After looking back at some of the embarrassing language I use in my review of Irreantum 9.2/10.1 — words like “trinket” and “cul-de-sacs of meaning” — it occurs to me that I should just get all these failed metaphors of the failure of Mormon letters out of my system now so I won’t plaque you with them in the future.
So here it goes:
1. Mormon literature is like that Kafka quote about the axe and the frozen sea, except with a tub of Jello and a rubber mallet instead.
2. Mormon poetry is like the cute but slightly overweight girl (or guy) you meet at youth conference and end up hanging with the whole weekend and then make sure to dance with several times at every stake and multi-stake dance that year, but never contact or really even think about in between dances.
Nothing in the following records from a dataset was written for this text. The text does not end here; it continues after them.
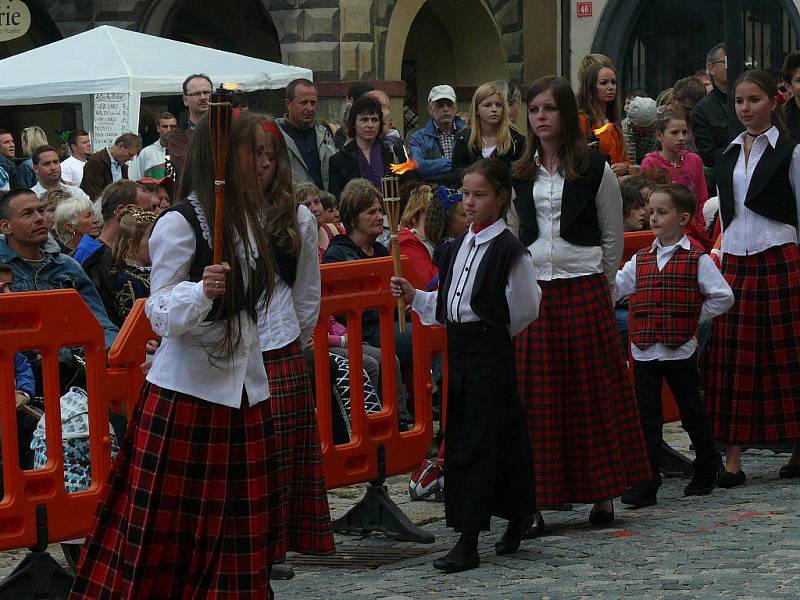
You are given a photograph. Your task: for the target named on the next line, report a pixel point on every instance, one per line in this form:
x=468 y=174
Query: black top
x=579 y=224
x=488 y=299
x=306 y=141
x=770 y=192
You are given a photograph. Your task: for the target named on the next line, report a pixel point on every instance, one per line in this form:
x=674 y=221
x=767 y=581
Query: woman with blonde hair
x=74 y=218
x=490 y=133
x=32 y=137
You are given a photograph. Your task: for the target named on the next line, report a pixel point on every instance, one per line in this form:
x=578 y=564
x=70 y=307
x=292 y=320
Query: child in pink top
x=684 y=168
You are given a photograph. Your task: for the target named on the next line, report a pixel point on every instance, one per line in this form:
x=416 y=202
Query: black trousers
x=682 y=378
x=487 y=456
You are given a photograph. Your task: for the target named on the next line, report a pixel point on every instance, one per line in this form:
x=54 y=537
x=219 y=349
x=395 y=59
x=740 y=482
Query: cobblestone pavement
x=742 y=543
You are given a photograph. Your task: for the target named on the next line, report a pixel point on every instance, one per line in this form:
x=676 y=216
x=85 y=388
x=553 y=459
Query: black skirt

3. Mormon genre fiction is like a cheap knock-off of a counterfeit Louis Vuitton bag.
4. Mormon literature isn’t athletic enough to be a jock, emo enough to be a freak, funky enough to be ethnic, or well-dressed enough to be preppie.
5. Mormon creative non-fiction is like the overt overuse of alliteration in a conference talk.
6. Mormon journals are like the people at work who always bug you with “we need better lines of communication” or “well, has everyone gone over the business plan” or “we need to rewrite our mission and vision” or “we’re still looking for volunteers to be emergency building coordinators” or “want to sign up for our potluck/fun run/food drive” or “how will this lead to greater synergy in the organization.”
7. Mormon short stories are like that woman at work who still thinks her first generation pink Motorola Razr is cool.
8. Mormon bloggers are like the kid in the back of your first grad school class that gives every single text and every single discussion a Marxist/Lacanian/Feminist/Jungian/Reader Response reading.
9. Mormon novels are the Trader Joe’s of the world of crafted, sourced gourmet food. Or maybe Cost Plus World Market is better because Trader Joe’s has some humor in the way it markets.
10. Mormon literature is that turquoise and coral bead necklace your aunt gave for Christmas one year that you really want to like and maybe even wear, but for some reason it just stays at the bottom of your jewelery box and gets tangled up with the Young Womanhood Recognition Medallion and the cheap charm bracelet your first boyfriend gave you.
11. Mormon film is like that one time you and your companion taught the first discussion to a couple that were clearly not married, not interested and most likely stoned.
12. Mormon criticism is that one guy in IT who is a major Linux/open source enthusiast/evangelist in an organization that uses Microsoft everything.
13. Mormon literature is klezmer without the Jewish history and Gypsy-ness, polka without the irony, speed metal without the virtuoso guitar work, twee pop without the hip pop cultural references, post-punk without the politics, modern R&B without the AutoTune.
Okay, I think I’m done. Feel free to add your own.